Here I am, sitting in my sweet little casita in the middle of Paraguay, South America on the 53rd anniversary of the day – March 1, 1961 – when President Kennedy issued the executive order to establish the Peace Corps.  My house is painted multiple bright colors inside and out….turquoise, purple, goldenrod yellow and cranberry.  The streets are cobblestone.  Eucalyptus trees with their blonde, smooth bark, provide a luscious scent.  Enormous mango trees drop dozens of ripe fruit onto my patio, providing an easy midday snack.  Everything I want to communicate and every conversation I have is in spanish.  Around me I hear smatterings of an indigenous tribal language called guarani, in the form of what’s called jopara, a mix of guarani and spanish.  I struggle to speak it as I try one syllable with its nasal sound and another syllable with its guttural sound.  I don’t drink a glass of iced tea, I drink terreré out of a guampa, using a bombillia as my straw.  My current schedule, as well as plans for the coming months, consist of classes in topics I love, for children and adolescents.  Self-esteem and leadership, character-building activities, english, violin, art, and another topic that speaks so clearly to me called “Construye Tus Sueños” which means Build Your Dreams.  Teaching that class seems just the right thing to do, considering.

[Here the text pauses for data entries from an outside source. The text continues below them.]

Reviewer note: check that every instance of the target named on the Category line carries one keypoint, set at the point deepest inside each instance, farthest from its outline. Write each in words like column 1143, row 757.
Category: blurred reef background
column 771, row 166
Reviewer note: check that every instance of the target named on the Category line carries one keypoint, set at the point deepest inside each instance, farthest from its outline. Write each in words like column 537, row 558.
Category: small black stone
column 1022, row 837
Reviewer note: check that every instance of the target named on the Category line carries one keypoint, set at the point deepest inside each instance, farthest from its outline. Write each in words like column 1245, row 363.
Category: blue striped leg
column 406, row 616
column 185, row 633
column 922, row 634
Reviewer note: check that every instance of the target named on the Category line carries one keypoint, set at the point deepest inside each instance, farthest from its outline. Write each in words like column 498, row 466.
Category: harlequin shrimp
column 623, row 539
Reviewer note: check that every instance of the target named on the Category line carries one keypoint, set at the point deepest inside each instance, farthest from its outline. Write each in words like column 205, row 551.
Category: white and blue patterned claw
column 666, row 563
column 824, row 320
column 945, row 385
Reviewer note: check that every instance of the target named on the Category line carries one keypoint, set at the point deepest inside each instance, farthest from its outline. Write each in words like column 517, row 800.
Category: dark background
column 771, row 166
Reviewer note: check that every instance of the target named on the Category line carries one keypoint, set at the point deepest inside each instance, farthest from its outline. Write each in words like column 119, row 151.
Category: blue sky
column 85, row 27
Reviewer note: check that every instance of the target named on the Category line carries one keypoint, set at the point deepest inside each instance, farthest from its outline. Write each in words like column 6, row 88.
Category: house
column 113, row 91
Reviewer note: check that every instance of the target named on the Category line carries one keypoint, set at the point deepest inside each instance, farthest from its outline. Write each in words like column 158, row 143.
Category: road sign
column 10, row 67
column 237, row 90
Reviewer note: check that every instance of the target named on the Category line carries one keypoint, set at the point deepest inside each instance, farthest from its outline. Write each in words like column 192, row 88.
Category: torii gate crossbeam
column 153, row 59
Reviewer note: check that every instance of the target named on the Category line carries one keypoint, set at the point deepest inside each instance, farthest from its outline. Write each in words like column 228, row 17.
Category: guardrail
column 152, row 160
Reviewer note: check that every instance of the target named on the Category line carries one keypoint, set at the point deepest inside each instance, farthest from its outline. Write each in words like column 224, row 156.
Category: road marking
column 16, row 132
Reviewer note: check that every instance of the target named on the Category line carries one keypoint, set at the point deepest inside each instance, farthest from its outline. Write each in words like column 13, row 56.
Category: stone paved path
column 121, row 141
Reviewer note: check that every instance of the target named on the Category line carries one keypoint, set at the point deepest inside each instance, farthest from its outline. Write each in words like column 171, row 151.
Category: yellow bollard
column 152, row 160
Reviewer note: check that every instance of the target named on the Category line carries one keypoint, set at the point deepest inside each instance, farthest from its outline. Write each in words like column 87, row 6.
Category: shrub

President Kennedy’s constant message on courage has stayed with me all these years.  I have certainly thought about it often and written about it frequently.  I gave a lesson in my site, sharing my thoughts about courage with the youth of my community.  I told them of my strong belief that we need only to muster the courage for the first step.  That’s all.  Just gather yourself up to take that initial, courageous first step.  With that, you have a great chance of reaching your goal, following your dream.  Each step we take provides its own impetus for the next step, and the next.  Before you know, you may find yourself where you’ve always wanted to be.